AHA Scientific Statement

Published in the journal Circulation, the statement concludes that the DASH diet best aligns with the AHA’s dietary guidance that includes 10 key components to improve cardiometabolic health, which refers to a group of factors that affect metabolism and the risk of heart and vascular disease. The 2021 dietary guidance emphasizes limiting unhealthy fats and reducing the consumption of excess carbohydrates.

9 Key measures of a heart-healthy diet

According to the 2021 AHA dietary guidance:

1. Include an abundance, and wide variety, of fruits and vegetables.

2. Choose mostly whole (not refined) grains.

3. Get protein from plant-based sources such as legumes and nuts; fish and seafood; low-fat or fat-free dairy products. If consuming meat or poultry, choose lean cuts.

4. Use liquid plant oils rather than tropical oils.

5. Minimize intake of beverages and foods with added sugars.

6. Choose and prepare foods with little or no salt.

7. If you do not drink alcohol, don’t start. If you choose to drink alcohol, limit intake.

8. Choose minimally processed foods instead of ultra-processed foods.

9. Adhere to this guidance wherever food is prepared or consumed. 

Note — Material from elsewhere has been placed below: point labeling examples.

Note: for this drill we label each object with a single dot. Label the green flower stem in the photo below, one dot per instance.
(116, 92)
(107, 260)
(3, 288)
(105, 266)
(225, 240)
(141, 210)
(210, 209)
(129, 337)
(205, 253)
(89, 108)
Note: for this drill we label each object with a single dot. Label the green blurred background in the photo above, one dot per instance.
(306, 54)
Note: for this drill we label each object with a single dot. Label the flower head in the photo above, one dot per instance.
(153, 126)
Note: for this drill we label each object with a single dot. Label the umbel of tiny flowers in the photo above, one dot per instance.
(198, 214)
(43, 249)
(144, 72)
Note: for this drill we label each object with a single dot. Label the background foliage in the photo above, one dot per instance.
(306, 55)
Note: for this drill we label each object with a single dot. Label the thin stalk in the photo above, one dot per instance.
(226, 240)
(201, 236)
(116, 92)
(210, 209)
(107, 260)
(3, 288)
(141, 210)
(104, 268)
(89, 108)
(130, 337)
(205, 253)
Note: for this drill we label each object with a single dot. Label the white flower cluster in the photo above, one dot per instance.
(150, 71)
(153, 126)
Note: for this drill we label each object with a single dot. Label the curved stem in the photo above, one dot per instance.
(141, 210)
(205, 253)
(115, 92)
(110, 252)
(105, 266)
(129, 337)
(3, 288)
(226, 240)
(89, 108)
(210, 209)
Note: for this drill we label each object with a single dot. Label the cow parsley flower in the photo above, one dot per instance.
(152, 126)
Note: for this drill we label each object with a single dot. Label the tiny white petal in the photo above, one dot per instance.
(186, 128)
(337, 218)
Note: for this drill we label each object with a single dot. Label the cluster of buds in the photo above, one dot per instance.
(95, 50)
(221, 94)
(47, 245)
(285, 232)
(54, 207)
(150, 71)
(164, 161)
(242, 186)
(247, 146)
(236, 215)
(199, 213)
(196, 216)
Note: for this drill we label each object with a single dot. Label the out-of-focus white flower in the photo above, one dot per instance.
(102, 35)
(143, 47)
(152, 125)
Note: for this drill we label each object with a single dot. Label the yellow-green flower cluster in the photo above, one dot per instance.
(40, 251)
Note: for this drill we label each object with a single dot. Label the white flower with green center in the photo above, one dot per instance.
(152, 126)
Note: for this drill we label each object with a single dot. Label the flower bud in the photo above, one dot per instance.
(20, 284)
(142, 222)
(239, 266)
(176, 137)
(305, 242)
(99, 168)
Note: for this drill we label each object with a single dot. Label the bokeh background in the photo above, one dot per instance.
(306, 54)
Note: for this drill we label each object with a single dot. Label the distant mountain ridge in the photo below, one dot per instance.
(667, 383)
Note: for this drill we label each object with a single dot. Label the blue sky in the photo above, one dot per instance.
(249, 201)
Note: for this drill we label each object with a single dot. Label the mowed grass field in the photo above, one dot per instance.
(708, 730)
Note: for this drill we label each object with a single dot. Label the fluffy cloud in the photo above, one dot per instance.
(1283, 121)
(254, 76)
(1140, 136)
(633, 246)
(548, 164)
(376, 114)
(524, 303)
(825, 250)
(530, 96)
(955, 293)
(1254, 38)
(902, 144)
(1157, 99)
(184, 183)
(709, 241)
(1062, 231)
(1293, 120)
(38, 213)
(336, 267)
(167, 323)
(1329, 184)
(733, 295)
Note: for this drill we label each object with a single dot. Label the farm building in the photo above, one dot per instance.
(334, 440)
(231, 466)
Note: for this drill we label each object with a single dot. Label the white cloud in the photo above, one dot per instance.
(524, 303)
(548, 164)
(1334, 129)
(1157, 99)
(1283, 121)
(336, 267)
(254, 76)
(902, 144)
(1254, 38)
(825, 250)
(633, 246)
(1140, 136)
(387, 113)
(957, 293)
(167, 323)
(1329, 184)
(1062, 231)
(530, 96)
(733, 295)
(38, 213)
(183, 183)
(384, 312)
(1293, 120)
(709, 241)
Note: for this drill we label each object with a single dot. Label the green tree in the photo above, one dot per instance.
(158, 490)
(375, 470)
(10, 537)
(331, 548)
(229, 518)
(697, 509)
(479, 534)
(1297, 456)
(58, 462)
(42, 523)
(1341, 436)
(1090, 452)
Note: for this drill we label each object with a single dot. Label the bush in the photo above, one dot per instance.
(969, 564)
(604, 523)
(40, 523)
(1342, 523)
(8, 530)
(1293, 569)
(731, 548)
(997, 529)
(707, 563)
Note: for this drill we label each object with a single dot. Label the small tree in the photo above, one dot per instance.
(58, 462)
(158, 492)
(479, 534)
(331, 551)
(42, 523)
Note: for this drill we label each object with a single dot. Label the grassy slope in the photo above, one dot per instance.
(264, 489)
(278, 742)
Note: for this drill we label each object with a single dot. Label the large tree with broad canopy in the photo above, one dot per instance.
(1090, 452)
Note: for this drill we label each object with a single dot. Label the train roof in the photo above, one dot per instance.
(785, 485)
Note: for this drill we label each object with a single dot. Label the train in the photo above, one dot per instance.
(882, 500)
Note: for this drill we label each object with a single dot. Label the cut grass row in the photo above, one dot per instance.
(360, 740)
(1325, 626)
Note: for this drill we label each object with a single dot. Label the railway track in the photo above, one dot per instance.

*A 10th factor — “eating to achieve a proper energy balance to maintain a healthy weight” — was not included in the review since this is influenced by factors other than dietary choices.

Source: American Heart Association

“The number of different, popular dietary patterns has proliferated in recent years, and the amount of misinformation about them on social media has reached critical levels,” Christopher D. Gardner, chair of the writing committee for the new scientific statement and a professor at Stanford University School of Medicine, said in a statement.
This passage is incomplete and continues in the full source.